Currently, metaX provides a function for metabolite identification based on the Human Metabolome Database (HMDB) , KEGG [32, 33], MassBank , PubChem , LIPID MAPS , MetaCyc  and PlantCyc (www.plantcyc.org). Moreover, metaX can easily be extended to support the other databases. The metabolites having molecular weights within a specified tolerance to the query m/z or molecular weight value are retrieved from the databases as putative identifications. The information of adducts and isotopes is utilized to assist in metabolite identification if it is present. The default tolerance is 10 ppm.
At present, metaX provides a function for metabolite pathway analysis based on IMPaLA .

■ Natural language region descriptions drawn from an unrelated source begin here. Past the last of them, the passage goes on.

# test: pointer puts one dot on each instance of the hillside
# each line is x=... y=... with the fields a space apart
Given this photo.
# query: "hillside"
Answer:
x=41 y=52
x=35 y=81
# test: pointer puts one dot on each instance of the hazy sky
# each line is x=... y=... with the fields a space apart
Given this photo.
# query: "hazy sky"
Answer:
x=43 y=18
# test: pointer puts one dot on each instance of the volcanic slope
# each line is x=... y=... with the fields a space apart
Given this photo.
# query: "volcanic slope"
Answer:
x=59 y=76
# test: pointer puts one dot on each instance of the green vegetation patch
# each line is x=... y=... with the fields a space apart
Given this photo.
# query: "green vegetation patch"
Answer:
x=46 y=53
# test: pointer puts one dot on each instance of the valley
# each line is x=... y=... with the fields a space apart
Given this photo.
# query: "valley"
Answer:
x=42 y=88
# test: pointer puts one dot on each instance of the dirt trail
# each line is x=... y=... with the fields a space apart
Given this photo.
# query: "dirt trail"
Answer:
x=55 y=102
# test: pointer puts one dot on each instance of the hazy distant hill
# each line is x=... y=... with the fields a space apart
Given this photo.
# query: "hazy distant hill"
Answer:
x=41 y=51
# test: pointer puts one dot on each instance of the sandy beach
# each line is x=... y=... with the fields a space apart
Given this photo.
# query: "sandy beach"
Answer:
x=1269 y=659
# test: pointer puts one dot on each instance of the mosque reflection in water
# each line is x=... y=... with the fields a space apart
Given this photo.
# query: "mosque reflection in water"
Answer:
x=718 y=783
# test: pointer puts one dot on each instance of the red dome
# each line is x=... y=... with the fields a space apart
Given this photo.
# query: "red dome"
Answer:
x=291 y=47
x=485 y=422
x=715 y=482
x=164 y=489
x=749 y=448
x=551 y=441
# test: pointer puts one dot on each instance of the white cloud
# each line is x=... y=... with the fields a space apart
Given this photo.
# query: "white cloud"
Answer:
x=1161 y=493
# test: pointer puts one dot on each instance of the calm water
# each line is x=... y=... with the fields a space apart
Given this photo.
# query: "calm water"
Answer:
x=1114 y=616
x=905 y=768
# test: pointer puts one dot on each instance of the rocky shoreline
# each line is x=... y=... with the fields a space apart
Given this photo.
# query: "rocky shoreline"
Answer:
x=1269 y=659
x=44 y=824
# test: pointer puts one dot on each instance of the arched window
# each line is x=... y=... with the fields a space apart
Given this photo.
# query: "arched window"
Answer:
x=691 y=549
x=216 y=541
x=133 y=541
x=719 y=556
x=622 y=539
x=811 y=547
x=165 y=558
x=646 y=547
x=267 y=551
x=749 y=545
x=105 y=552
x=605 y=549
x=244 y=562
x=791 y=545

metaX uses functions from the R package “caret” to perform the biomarker selection, model creation and performance evaluation . Currently, two methods, random forest  and support vector machine (SVM), are implemented to automatically select the metabolites which show the best performance. After the best set features are selected, a randomForest model can be created and the ROC curve can be plotted.
metaX outputs an HTML-based report by using the Nozzle package , which contains quality assessment plots and other analysis results.
To illustrate the applications of metaX, a published non-targeted LC-MS metabolomics dataset from a coronary heart disease (CHD) study was used [42, 43]. The dataset consisted of two batches of 138 plasma samples (59 CHD patients, 43 healthy controls and 36 QC samples) acquired in positive ion mode on an LTQ Orbitrap Velos instrument (Thermo Fisher Scientific, MA, USA). LC-MS raw data files were converted to mzXML format using ProteoWizard (version 3.0.5941)  and then were processed by XCMS  and CAMERA  for peak picking and peak annotation, respectively. In total, 1438 features were retained for downstream analysis. The mzXML files can be downloaded from the Dryad Digital Repository . It merits to note that the study focus is mainly on the software application and its capabilities, not on the biological interpretation of the generated results.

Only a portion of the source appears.